Background

Anaphylaxis is a potentially fatal, systemic hypersensitivity reaction [1]. The aetiology of anaphylaxis ranges from food, insect venom, drugs and various chemicals. In some cases of anaphylaxis, the individual does not develop anaphylaxis with the offending agent unless ingestion is related temporally to physical exertion [2]. The initial case report described a patient who developed anaphylaxis during exertion after ingesting shellfish [3]. This condition was termed food dependent exercise induced anaphylaxis (FDEIA) [4]. A number of food items have been implicated in FDEIA such as wheat, soya, peanut, milk and sea food [5]. Anaphylaxis following exertion, without concomitant intake of food was also described, termed exercise induced anaphylaxis (EIA) [6]. EIA constitutes 5–15% of all cases of anaphylaxis [5]. A third or half of EIA are due to FDEIA [2].

In FDEIA, anaphylaxis develops only if a specific food, or in some instances, any food, is ingested up to 4 h before exertion.
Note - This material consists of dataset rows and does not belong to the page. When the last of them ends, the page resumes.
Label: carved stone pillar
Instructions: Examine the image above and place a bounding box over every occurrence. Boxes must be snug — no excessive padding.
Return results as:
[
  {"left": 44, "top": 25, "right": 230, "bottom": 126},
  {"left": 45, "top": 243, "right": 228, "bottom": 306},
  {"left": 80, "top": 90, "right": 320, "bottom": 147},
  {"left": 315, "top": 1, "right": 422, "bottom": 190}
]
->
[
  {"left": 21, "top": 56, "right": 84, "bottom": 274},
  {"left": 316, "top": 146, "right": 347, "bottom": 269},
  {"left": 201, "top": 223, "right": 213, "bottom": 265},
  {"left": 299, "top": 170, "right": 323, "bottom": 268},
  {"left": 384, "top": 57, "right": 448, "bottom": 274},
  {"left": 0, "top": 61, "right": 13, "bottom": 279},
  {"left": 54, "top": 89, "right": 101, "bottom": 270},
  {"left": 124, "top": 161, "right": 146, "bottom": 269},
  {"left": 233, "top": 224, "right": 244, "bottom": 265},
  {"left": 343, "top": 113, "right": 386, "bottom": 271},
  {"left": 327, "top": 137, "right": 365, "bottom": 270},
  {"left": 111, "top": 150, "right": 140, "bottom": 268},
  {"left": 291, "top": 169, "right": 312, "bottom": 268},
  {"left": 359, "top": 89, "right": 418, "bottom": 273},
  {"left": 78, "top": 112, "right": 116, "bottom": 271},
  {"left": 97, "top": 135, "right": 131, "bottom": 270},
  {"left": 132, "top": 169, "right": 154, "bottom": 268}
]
In some instances, ingestion of the food may be after exertion [2]. Ingesting the food without exertion, or exertion in the absence of preceding ingestion of food does not lead to symptoms. Although the exact pathogenesis of FDEIA is not clear, changes in serum osmolality and the pH, changes in permeability of the intestinal epithelium and blood flow re distribution are thought to play a role [7]. It is believed that co factors may influence the process in two ways, by either increasing bioavailability of the food by increasing intestinal permeability or by reducing the threshold for mast cell degranulation [8]. Exercise, alcohol and certain drugs have been shown to increase the intestinal absorption of allergens, by inducing a leakage of the intestinal barrier [8], and exercise provocation has shown a dose dependent reactivity [9]. It is well documented that exercise may reduce the threshold for mast cell and basophil activation, even though the exact mechanism is still unclear [8]. Increased plasma osmolality, or activation of intestinal tissue transglutaminase (tTG) have been postulated. An increase in IL 6 (increased 50–100 times in marathon runners) upregulates tTG, which then causes aggregation of ω − 5 gliadin, a wheat component implicated in FDEIA. The aggregated product can more efficiently cross link Fcε receptors on mast cells and basophils [10].
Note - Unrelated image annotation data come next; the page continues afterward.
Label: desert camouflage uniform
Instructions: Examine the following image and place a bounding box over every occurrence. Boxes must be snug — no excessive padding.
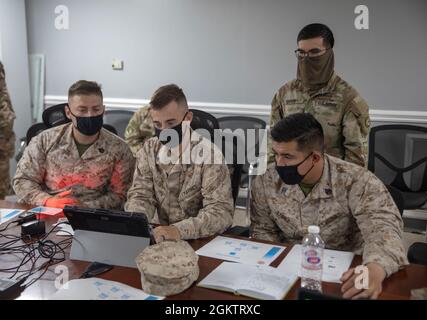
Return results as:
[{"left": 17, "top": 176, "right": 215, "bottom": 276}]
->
[
  {"left": 125, "top": 106, "right": 154, "bottom": 155},
  {"left": 269, "top": 74, "right": 370, "bottom": 166},
  {"left": 251, "top": 155, "right": 407, "bottom": 275},
  {"left": 125, "top": 132, "right": 233, "bottom": 239},
  {"left": 13, "top": 123, "right": 135, "bottom": 209},
  {"left": 0, "top": 62, "right": 16, "bottom": 199}
]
FDEIA has been described in the West [11], and in South East Asia, including Japan [12, 13], Korea [14], Singapore [15] and Thailand [16]. Here we report for the first time, a series of cases of FDEIA due to wheat allergy in Sri Lanka.

Case presentations

Methods

This is a retrospective review of patients diagnosed at 2 allergy clinics in Colombo, one at the Medical Research Institute (RdeS), and the other at Asiri Surgical Hospital (GNM) between 2011 and 2015.
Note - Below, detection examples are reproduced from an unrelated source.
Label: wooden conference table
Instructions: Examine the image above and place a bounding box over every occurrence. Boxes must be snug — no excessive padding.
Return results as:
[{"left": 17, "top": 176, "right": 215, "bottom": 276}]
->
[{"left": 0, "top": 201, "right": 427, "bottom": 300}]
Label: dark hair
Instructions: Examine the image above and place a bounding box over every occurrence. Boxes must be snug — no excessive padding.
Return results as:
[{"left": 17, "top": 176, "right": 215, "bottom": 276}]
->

FDEIA was diagnosed if the patients fulfilled the criteria presented in Table 1 [13].

Table 1 Criteria for diagnosis of FDEIA [13]

Case records were analysed, including clinical history and results of skin prick testing and in vitro testing for the implicated food. As this is a retrospective study, ethical clearance was obtained to collect data from the Ethics Committee of the Medical Research Institute, Colombo. However, the patients were traced and written informed consent was obtained for publication.

Results

Nineteen patients were diagnosed with FDEIA. All had wheat dependent exercise induced anaphylaxis. No other food was identified to cause FDEIA in the two clinics during the study period, even though two patients, in addition to wheat dependent exercise induced anaphylaxis, developed anaphylaxis without ingesting wheat on 1 and 2 occasions, respectively (Table 2).

Table 2 Clinical Characteristics of the patients

Skin prick testing (SPT) was carried out in 7/19 patients, and all seven were found to be sensitized to wheat. Wheat specific IgE was determined by ImmunoCap in 15 patients: 10 with whole wheat and 5 with ω − 5-gliadin as it was only available from 2014. Eight out of 10 patients tested with whole wheat ImmunoCap (80%) gave positive results. All 5 patients tested with ω − 5-gliadin were positive. In 2/10 patients, where the whole wheat ImmunoCap gave a negative result, the SPT was positive. In one patient, both tests were positive.

Of the 19 patients, 12 were males and 7 females. The ages ranged from 9 to 45 (mean 22.9, median 19 years). Eight patients (42.1%) were in the 9–16 age group, 5 in the 20–29 age group, and only 4 were in the 41–45 age group. Those below 16 years had a male: female ratio of 3:5, while for those above 16 years it was 9:2. Seventeen patients had not developed any symptoms when ingesting wheat, prior to the development of anaphylaxis. One patient (No. 16) gave a history of developing urticaria following ingestion of wheat; however, on one occasion, the ingestion of a wheat based product followed by exertion resulted in anaphylaxis. Another patient (No. 19) could eat wheat without developing symptoms, except on one occasion, when ingestion of a bun resulted in urticaria. However, it is possible that another allergen was involved. Two patients (No. 7, 13) developed urticaria following exertion alone on 7 and 2 occasions respectively, but anaphylaxis developed when the exertion was preceded by the ingestion of wheat.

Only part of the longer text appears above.